AI and Machine Learning in eDiscovery

Any lawyer who has been involved in eDiscovery knows that document review can be a slow-moving process. This process is compounded by the pressure that comes with speeding up the review process. That is why many legal professionals have turned to AI and machine learning. The first major use of AI in the legal field was in the form of Technology-Assisted Review (TAR). Since then, the application of AI has significantly expanded in various types of legal matters.

Before we get into the application of AI and machine learning in eDiscovery, let’s get back to the basics. For starters, what is eDiscovery?


eDiscovery is a procedure in which the parties in a legal case collect and review electronically stored information (ESI) so that it can be used as evidence. The traditional types of ESI are basic emails and documents. The modern ones include instant messaging, smartphone applications, social media, and more. The eDiscovery process can be time-consuming, but with the help of AI and machine learning, eDsicovery software can make it more manageable.

There are two forms of AI that have made a significant impact on eDiscovery — Machine Learning and Natural Language Processing. Machine Learning assesses large datasets using mathematical models and learns from exposure and feedback from additional information. This allows them to discover hidden patterns and make predictions on the targeted data. Through NLP, you can communicate effectively with users in the same language. It advances the machines’ ability to understand spoken and written human language. It also enables you to approximate human cognitive patterns more closely.

The use of AI in eDiscovery also involves the use of increasingly powerful artificial intelligence advanced analytics. This technology makes it possible to automate certain tasks and increase the types of possible search filters and data analyses. There are a lot of powerful eDiscovery and compliance tools and eDiscovery software — such as Casepoint — which are capable of finding hidden patterns across thousands of dissociated communications of electronic files and text fragments. You can cluster and categorize these files by topic, content, and concepts.

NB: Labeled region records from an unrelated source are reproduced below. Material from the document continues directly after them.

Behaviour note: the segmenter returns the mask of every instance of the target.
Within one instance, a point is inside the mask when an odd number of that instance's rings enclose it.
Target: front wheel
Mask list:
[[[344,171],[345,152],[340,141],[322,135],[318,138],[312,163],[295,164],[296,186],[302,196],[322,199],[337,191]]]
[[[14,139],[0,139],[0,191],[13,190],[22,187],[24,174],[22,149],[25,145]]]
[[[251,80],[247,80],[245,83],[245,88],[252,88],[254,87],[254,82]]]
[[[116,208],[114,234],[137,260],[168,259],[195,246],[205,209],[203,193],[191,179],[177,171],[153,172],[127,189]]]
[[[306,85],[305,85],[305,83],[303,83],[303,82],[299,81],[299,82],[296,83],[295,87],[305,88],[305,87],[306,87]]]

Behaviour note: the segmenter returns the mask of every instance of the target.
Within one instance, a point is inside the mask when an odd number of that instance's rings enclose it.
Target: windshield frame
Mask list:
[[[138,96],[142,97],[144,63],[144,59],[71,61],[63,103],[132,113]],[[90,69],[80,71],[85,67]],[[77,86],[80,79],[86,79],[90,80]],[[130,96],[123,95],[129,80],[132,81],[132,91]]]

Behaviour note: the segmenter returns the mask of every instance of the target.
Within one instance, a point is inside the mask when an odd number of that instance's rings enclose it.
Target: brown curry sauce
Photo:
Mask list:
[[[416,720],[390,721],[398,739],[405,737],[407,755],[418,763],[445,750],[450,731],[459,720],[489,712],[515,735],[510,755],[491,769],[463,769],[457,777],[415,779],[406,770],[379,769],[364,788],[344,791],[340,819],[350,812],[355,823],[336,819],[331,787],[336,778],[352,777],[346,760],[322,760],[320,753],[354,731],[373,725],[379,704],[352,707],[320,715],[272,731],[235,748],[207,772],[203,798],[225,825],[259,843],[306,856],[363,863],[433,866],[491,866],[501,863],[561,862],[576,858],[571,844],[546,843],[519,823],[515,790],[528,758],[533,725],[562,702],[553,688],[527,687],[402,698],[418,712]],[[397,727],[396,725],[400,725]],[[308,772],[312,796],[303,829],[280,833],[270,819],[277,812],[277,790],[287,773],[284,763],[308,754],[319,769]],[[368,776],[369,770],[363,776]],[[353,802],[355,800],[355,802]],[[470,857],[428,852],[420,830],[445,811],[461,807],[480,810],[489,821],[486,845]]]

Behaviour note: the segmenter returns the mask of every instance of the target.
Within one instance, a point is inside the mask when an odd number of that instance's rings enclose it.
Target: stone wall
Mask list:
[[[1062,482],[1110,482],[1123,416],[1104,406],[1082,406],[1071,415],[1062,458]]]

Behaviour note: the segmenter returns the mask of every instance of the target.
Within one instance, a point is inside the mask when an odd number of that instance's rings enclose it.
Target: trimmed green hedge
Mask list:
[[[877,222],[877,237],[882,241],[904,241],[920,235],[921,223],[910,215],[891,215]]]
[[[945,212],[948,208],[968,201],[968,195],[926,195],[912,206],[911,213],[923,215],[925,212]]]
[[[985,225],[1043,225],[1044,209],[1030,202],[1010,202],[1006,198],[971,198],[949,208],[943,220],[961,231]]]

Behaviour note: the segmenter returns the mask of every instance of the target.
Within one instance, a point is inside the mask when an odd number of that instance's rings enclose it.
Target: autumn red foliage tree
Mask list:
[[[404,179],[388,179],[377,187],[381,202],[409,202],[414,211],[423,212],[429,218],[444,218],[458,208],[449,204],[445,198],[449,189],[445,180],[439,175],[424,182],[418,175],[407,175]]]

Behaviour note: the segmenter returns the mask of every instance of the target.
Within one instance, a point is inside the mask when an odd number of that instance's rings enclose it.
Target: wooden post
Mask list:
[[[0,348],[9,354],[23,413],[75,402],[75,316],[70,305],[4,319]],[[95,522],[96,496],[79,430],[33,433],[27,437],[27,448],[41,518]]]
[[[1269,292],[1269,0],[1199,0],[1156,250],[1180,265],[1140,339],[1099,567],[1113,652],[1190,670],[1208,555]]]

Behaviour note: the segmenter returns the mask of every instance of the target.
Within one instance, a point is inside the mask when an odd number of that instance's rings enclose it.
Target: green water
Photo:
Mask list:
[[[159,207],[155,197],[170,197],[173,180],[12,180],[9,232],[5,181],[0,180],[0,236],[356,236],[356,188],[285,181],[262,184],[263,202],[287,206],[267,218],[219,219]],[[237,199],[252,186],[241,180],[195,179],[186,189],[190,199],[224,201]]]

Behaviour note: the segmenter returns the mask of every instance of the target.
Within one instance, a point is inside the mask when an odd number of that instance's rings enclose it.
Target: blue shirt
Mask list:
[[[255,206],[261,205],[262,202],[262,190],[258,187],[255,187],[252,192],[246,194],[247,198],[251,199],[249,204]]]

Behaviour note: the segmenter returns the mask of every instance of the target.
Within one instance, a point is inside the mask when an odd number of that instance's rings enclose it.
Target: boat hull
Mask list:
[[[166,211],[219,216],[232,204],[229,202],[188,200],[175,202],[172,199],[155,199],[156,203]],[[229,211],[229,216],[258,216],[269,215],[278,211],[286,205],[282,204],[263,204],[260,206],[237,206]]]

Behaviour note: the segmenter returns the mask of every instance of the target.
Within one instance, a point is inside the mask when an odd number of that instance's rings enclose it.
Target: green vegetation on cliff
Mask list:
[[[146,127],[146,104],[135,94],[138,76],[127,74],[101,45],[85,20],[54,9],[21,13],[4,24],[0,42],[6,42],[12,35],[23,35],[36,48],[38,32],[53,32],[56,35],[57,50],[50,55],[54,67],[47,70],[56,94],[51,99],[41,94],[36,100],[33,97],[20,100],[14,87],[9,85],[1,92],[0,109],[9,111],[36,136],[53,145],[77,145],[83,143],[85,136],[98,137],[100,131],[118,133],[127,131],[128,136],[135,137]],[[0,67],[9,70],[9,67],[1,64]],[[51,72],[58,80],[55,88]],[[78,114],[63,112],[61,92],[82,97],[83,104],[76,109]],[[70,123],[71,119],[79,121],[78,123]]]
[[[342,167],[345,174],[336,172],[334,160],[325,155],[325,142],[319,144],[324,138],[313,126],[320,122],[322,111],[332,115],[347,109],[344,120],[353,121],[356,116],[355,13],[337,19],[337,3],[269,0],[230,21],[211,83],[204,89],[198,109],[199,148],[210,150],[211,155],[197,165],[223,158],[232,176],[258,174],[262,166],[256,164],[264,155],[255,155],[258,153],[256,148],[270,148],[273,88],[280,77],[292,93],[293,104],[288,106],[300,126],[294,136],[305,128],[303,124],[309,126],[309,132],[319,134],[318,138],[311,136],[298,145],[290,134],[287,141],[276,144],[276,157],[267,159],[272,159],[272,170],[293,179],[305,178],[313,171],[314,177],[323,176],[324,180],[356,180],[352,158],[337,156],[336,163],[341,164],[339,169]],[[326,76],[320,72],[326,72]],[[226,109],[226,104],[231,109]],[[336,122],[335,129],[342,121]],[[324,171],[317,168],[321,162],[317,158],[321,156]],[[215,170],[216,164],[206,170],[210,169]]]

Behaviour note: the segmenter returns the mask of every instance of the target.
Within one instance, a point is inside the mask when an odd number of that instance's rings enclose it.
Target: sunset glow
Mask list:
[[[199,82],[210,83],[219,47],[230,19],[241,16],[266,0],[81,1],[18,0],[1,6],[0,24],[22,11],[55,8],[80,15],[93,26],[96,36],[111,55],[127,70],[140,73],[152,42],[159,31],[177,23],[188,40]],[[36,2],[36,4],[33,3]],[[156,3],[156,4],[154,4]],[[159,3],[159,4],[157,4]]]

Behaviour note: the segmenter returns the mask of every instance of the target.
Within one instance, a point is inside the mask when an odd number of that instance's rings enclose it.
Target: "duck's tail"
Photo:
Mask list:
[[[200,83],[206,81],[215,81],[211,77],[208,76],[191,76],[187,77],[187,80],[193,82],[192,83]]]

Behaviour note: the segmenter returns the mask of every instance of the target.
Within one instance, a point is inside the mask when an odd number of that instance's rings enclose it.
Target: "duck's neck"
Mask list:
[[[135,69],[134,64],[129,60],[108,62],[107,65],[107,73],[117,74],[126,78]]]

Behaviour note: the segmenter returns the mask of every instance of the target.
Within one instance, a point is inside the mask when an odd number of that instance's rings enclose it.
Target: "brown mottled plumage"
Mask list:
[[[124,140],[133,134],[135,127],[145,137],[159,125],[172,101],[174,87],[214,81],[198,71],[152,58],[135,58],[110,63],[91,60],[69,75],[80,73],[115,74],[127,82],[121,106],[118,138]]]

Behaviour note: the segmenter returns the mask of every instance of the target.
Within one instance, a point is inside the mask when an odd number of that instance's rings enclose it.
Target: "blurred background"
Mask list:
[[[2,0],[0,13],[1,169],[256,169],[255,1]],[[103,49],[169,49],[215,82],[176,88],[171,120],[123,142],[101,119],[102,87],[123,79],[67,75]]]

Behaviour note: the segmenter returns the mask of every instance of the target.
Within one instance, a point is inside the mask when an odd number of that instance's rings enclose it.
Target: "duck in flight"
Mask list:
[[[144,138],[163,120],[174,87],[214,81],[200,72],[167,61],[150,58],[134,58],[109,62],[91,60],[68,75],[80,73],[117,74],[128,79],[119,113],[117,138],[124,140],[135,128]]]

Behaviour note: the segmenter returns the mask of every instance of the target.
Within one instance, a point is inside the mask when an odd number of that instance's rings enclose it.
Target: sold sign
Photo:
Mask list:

Take the example of AL-fueled. “sentiment analysis” Apart from the basic term searches, it looks for relevant behavior indicators, such as concern, panic, deceit, or concealment. However, modern AI can identify voice patterns and facial expressions in recordings and videos and point to different sentiments. When you combine this with the analysis of the transactional data and writings of the subject, you will get a complete picture of the motive of the individual and the group.

Machine learning in Artificial Intelligence can also be used to look for anomalies such as irregular occurrences and omissions. People today are more careful while communicating via email. They might use a different channel or terminology or even avoid communicating about a sensitive subject altogether. Through analytics, you can look for code language, patterns pointing to underlying meaning, or out-of-character communications. For instance, if someone who talks a lot on chats sends a text saying, “Give me a call on my phone,” this is considered to be an irregular event, and the system will flag it. If there are suspicious gaps in the communication, it can also raise a flag for inquiry. The system might also signal the destruction of evidence or failures of production.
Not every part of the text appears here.